First, I fight tendencies to stockpile. I will no longer do that. It eases my anxiety to know that I am well-stocked on toilet paper, for example. I used to always have a pretty big TP supply but then after much teasing from the family, I gave the TP inventory management over to my husband. Well, February 2020 hit and toward the end I started seeing TP shortage reports. Oh, HELL no. So I ordered a box on Amazon. A box that had 80 rolls . I'm good now. I have zero regrets about that. It's not like I could order LESS than one box, and TP had already disappeared from most shelves locally while I was not paying attention. At the time I ordered that box, we had 2 rolls plus what was in the bathrooms.

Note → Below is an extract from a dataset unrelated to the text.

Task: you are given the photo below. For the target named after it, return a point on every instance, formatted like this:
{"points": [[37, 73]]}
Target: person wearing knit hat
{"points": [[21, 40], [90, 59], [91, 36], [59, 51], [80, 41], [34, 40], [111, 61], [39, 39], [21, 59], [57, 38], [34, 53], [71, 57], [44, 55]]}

So now I am going to make a study of the prepper lifestyle. I don't think we need to go crazy with it, but we are going to have a much bigger supply of things after this is over. It's obviously not the time to do it now, while there are still some shortages of things. But later and a little at a time? Oh, yes. I have always thought the LDS thing where they work toward having a year's worth of basic food and other supplies was smart. Now I REALLY think it's smart.
Next, I have really tried not to think of some people as stupid. Ever since I was about 8 years old and my older sister told me that not everybody had the same level of "smartness" when I was getting annoyed that one of my little friends wasn't "getting" something (and what a charming 8-year-old I must have been), I have tried not to categorize people in terms of relative levels of intelligence. On the higher end of the IQ scale, sure. It's useful to know when there's a super smarty in the mix. But on the other end, it just seemed like it wouldn't be a good idea. In general, it's probably still not a great idea.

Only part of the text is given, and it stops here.